Verified against defined RUC data models
Pricing values checked for expected tolerances
Related fields validated for logical consistency
Structural outliers flagged for manual review
Non-conforming records withheld before publication
Distributed Processing & Orchestration
Kowalski operates through coordinated processing services designed for horizontal scaling as monitored sources expand.
Scheduled Crawling
Automated refresh cycles tuned to each provider's update frequency.
Parallel Ingestion
Concurrent processing across multiple providers with isolation guarantees.
Rate Management
Source-aware pacing and intelligent rate limiting to respect external systems.
Fault Isolation
Retry logic and error containment prevent cascading failures across services.
Operational Logging
Full traceability and monitoring across all acquisition and processing stages.
Horizontal Scaling
Architecture supports growth in monitored sources without re-architecture.
Change Detection & Revision Tracking
Kowalski continuously monitors tracked surfaces for meaningful change.
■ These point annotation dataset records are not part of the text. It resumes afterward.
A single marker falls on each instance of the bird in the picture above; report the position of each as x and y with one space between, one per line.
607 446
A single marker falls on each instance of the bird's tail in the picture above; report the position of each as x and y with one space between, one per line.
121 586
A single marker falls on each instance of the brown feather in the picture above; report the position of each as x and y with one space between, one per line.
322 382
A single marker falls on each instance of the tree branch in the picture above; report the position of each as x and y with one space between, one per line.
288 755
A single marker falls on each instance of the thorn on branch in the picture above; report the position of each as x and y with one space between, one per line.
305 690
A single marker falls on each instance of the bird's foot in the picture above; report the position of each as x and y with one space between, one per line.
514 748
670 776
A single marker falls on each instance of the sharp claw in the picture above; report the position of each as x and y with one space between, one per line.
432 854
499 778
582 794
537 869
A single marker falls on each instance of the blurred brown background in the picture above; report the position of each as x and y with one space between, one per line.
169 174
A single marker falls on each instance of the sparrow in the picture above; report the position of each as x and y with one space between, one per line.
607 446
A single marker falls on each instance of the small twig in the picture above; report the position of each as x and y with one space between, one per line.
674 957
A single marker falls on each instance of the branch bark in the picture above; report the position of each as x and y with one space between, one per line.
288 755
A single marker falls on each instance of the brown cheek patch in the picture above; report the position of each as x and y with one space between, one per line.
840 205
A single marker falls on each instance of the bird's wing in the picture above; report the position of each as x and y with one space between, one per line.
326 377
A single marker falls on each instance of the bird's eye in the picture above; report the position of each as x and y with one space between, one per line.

Change detection combines content comparison, structural awareness and document version tracking.
Revision history is preserved where available, supporting temporal comparison rather than simple snapshot replacement.
Structured Storage & Data Models
Extracted information is normalised into standardised data models designed specifically for RUC market comparison. Each record retains source provenance and acquisition metadata for auditability.
Cross-Provider Comparison
Standardised schemas enable direct pricing and service comparisons.
Provider Profiles
Comprehensive structured profiles generated from aggregated public data.
Revision History
Temporal tracking enables historical comparison and trend analysis.
Search & Filter
Structured datasets power advanced search and filtering across tools.
API Delivery
Structured data available via API for platform integration where applicable.
Source Provenance
Every record retains full lineage back to its originating public source.
Provenance & Audit Controls
Every published data point can be traced back to its originating public source through end-to-end traceability.
How We Operate
Kowalski is designed to comply with applicable New Zealand legislation. Responsible operation is built into the architecture, not bolted on after the fact.
Public Data Only
The system engages only with publicly accessible commercial information. No authentication, no personal data, no circumvention of access controls.
Respectful Access
Rate limiting, request pacing and automated backoff controls are built into every ingestion workflow. We assess and respect applicable access terms as part of our source approval process.
Facts, Not Content
Kowalski extracts factual commercial data: pricing figures, fee schedules, service parameters. It does not reproduce editorial or copyrighted content.
Data Minimisation
Only information relevant to defined analytical objectives is collected. Minimisation principles are applied throughout the acquisition pipeline.
Source Governance
Every monitored source goes through an internal approval process covering permissible data classes, monitoring frequency and publication review.
Default to Caution
Where any uncertainty exists regarding a source or data class, engagement is withheld until the position is clear. We err on the side of not acting.
The Intelligence Backbone of RUC on Rails
By combining purpose-built extraction logic, validation controls and continuous monitoring within a dedicated RUC-focused architecture, Kowalski converts fragmented public information into reliable, structured market visibility.